Summer often means spending more time away from home. Whether you’re heading out on an extended road trip, visiting family across the country, or taking advantage of the summer break from school, your house might sit completely empty for weeks at a time. Leaving a property vacant during peak travel season means missing out on a significant opportunity to generate passive income.
Short-term renting or hosting traveling professionals has become a reliable way for homeowners to offset their mortgage or fund their own vacations. But to pull in top dollar and attract quality guests, your space needs to be set up correctly. Using a Sweet Home FCU Home Equity Line of Credit (HELOC) to fund a few targeted upgrades can transform your property into a high-yield rental asset. Here are three smart projects that can turn your home into a summer money maker.
Create a private entrance
Privacy is everything when it comes to short-term rentals. If you’re planning to rent out a basement, an in-law suite, or a portion of your home while you’re still living there, a shared entrance is an immediate dealbreaker for many travelers. Even if you plan to rent out the entire house while you’re away, guests want a seamless, contact-free check-in experience.
Adding a dedicated exterior door or a separate pathway to a side entrance instantly changes how you can market your space. It gives guests total autonomy and makes your listing much more competitive. You can easily fund this kind of structural modification with a line of credit, and the upgrade permanently increases your home’s resale value while opening up a brand-new stream of income.
Set up a mini kitchenette
You don’t need to build a full second kitchen to make a rental space functional. Travelers rarely want to cook full gourmet meals while on vacation, but they do want a place to brew morning coffee, store cold drinks, and reheat leftovers.
Using a section of a basement or guest suite to build a built-in kitchenette adds meaningful utility.
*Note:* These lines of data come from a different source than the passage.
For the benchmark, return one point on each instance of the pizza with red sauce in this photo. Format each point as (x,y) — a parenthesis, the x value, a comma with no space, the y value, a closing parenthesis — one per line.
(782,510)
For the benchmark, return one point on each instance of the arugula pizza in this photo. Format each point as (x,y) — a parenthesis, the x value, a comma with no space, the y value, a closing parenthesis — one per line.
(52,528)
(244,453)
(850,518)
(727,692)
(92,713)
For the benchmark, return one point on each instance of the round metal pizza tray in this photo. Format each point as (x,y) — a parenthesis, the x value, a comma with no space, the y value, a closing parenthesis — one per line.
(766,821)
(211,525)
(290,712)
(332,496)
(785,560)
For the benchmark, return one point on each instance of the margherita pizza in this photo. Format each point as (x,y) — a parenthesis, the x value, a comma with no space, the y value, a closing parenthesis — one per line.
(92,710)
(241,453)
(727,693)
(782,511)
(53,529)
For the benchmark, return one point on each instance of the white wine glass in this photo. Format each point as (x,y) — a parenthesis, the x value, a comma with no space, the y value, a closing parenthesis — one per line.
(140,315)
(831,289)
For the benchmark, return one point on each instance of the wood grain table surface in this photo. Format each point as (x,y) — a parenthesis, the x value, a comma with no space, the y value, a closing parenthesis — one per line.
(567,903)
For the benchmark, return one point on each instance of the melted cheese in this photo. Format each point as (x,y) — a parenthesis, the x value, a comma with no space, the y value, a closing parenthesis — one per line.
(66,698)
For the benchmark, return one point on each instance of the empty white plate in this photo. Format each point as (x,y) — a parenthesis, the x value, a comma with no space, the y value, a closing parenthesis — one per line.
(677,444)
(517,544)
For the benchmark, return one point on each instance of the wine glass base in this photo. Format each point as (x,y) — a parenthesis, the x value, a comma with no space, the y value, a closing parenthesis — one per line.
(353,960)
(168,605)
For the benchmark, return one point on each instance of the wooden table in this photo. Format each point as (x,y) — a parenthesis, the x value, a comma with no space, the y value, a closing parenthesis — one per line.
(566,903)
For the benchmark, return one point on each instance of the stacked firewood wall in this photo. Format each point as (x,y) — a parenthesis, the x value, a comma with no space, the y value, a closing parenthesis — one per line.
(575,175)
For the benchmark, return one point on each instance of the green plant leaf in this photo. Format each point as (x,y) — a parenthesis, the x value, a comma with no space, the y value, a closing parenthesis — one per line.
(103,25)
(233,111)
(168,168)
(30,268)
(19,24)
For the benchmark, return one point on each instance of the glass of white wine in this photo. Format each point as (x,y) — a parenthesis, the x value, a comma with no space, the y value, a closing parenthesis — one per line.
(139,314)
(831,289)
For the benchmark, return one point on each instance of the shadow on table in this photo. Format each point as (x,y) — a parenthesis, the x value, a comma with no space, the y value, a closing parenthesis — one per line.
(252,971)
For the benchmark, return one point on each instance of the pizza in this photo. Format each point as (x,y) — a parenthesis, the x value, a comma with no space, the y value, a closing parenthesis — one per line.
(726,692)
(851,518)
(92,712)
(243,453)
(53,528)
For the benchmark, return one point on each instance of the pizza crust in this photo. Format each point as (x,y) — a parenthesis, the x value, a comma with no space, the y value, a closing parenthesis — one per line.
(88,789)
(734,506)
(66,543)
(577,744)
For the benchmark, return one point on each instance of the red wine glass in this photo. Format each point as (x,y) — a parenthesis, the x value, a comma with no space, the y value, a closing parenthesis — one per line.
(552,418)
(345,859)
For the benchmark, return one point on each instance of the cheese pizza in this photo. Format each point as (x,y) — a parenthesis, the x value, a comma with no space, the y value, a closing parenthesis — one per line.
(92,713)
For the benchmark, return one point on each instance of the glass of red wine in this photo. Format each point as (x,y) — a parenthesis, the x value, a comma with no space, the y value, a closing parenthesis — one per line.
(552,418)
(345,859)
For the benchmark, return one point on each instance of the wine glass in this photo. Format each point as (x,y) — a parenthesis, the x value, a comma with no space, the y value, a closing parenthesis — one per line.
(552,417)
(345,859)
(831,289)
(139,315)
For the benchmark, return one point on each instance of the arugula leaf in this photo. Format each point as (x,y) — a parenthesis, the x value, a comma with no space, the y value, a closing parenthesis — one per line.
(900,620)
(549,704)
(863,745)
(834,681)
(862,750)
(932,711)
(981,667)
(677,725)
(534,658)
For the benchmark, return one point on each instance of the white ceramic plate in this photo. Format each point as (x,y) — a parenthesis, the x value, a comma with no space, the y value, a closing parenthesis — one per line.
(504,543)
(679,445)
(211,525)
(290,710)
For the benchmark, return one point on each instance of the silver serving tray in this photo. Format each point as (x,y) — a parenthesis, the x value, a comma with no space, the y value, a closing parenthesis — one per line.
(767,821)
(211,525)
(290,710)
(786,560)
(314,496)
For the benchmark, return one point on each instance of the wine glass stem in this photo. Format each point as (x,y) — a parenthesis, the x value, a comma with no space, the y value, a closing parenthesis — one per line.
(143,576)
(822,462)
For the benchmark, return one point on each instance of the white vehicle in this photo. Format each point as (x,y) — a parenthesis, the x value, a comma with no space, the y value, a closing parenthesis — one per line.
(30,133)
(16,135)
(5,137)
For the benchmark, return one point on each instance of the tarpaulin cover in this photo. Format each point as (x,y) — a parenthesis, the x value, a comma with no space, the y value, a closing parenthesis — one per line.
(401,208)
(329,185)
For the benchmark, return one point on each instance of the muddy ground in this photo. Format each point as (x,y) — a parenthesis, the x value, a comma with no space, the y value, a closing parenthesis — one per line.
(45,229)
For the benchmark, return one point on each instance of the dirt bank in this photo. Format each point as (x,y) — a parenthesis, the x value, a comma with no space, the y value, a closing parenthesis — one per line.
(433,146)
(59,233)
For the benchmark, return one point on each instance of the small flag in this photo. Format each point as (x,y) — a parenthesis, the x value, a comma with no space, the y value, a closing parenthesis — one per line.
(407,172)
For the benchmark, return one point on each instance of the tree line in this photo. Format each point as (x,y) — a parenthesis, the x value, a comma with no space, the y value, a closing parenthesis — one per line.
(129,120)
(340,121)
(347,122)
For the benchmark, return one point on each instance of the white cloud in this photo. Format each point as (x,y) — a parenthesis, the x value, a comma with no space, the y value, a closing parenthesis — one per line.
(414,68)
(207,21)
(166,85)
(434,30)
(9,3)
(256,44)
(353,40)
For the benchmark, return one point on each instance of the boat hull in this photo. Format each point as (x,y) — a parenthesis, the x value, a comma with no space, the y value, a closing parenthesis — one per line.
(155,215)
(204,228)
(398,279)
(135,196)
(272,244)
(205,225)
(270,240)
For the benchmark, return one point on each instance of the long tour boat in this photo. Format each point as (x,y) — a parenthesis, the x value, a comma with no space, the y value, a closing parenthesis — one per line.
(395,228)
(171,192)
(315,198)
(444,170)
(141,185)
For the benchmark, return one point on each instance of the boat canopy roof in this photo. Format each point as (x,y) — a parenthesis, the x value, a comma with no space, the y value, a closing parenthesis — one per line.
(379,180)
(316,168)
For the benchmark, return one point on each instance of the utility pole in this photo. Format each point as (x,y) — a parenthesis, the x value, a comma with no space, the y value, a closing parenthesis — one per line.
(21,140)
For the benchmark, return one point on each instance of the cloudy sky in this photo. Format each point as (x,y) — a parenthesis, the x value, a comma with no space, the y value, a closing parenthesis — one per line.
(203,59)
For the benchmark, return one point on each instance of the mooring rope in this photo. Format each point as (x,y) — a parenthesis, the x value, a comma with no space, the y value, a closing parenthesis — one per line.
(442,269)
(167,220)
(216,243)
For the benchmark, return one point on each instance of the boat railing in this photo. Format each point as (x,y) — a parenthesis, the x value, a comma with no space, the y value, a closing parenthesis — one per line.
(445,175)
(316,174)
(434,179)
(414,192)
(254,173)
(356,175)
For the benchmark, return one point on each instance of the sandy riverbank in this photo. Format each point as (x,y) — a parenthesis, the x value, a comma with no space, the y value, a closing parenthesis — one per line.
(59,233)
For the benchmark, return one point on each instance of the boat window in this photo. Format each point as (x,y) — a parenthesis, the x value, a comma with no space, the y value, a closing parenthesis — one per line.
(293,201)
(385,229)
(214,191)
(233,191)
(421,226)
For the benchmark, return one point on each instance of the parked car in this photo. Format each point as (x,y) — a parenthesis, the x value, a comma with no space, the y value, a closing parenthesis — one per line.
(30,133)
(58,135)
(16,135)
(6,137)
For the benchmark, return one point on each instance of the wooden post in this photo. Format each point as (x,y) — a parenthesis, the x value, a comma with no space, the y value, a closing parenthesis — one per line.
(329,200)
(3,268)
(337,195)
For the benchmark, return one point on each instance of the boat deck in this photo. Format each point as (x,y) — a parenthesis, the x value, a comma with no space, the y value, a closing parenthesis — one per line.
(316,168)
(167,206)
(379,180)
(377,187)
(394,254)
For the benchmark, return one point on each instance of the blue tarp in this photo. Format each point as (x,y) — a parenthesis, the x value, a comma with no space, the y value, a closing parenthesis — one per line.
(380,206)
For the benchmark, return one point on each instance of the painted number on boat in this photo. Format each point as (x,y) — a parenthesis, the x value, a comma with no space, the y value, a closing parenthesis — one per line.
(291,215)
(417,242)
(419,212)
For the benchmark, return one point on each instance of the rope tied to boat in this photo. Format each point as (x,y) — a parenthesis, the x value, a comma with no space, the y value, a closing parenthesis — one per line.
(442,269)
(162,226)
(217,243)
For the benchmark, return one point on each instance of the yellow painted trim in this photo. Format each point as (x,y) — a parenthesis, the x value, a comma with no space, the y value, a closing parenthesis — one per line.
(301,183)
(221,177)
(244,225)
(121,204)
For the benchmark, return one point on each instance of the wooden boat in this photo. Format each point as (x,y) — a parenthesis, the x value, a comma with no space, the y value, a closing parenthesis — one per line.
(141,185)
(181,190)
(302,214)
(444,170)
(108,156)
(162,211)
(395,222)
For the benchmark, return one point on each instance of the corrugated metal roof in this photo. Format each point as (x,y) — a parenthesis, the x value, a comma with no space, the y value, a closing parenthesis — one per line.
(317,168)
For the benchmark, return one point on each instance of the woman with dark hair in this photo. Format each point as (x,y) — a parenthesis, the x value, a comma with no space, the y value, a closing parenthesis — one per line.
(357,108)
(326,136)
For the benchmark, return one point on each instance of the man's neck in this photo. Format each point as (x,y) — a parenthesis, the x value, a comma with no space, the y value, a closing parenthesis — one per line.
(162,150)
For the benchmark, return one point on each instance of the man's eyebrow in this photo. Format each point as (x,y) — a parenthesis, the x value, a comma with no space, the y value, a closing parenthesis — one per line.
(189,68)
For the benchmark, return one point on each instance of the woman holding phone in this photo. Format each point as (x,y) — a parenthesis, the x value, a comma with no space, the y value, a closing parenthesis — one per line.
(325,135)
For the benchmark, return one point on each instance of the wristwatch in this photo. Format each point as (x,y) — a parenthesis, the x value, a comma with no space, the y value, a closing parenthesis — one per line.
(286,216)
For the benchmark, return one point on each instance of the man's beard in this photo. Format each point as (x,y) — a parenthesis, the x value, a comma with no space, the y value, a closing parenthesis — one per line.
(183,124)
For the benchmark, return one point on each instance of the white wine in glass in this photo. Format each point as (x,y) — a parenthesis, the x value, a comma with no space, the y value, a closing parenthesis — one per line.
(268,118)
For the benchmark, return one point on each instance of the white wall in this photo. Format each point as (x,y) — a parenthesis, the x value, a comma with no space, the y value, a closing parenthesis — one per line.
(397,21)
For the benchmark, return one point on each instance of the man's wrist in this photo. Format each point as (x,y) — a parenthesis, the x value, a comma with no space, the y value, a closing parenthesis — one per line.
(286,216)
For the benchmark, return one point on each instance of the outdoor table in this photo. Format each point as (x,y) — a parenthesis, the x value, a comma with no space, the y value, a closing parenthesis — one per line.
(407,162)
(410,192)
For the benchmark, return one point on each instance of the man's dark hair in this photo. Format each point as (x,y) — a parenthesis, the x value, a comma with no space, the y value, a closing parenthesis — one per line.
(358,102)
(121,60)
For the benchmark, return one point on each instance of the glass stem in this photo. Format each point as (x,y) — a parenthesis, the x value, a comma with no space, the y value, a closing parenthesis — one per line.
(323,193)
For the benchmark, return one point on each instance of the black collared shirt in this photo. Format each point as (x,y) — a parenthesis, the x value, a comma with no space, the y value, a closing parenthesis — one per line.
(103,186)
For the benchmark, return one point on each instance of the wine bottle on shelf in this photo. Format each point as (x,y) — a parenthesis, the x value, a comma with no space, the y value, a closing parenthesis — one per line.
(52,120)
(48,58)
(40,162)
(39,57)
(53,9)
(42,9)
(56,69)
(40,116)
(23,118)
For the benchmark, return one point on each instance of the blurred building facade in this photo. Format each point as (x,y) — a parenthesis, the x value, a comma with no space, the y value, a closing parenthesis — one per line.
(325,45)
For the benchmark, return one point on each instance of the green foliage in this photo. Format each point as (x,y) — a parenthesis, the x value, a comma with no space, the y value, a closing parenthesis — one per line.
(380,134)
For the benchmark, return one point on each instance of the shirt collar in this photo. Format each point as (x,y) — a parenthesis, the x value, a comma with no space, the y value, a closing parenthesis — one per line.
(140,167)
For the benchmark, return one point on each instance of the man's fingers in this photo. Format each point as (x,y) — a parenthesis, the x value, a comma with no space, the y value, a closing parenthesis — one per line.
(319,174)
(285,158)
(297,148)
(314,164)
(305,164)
Focus on a clean design with durable countertops, a small sink, a mini-fridge, and a dedicated space for a microwave and coffee maker. This simple setup moves your property out of the basic “room-for-rent” category and turns it into a self-contained studio suite. Listings with kitchenettes command significantly higher nightly rates and appeal to longer-term guests, like traveling nurses or remote workers, who need more than just a bed.
Upgrade to smart security
Managing a property while you’re traveling requires the right technology. You can’t rely on hiding a physical key under a doormat when you’re hundreds of miles away. Upgrading to a comprehensive smart security system is essential for your peace of mind and your guests’ convenience.
Install a commercial-grade smart lock on your rental doors. This allows you to generate unique access codes for each guest that only work during their specific stay. Pair the locks with exterior security cameras near entrances and driveways so you can verify who is arriving at your property. These smart upgrades streamline the entire rental process, eliminate the risk of lost keys, and protect your home when it’s vacant.
By utilizing a HELOC to fund these specific enhancements, you aren’t just spending money; you’re investing in an income-generating business. The rental income you pull in over the summer months can quickly pay down the line of credit, leaving you with an upgraded property and a permanent source of extra cash.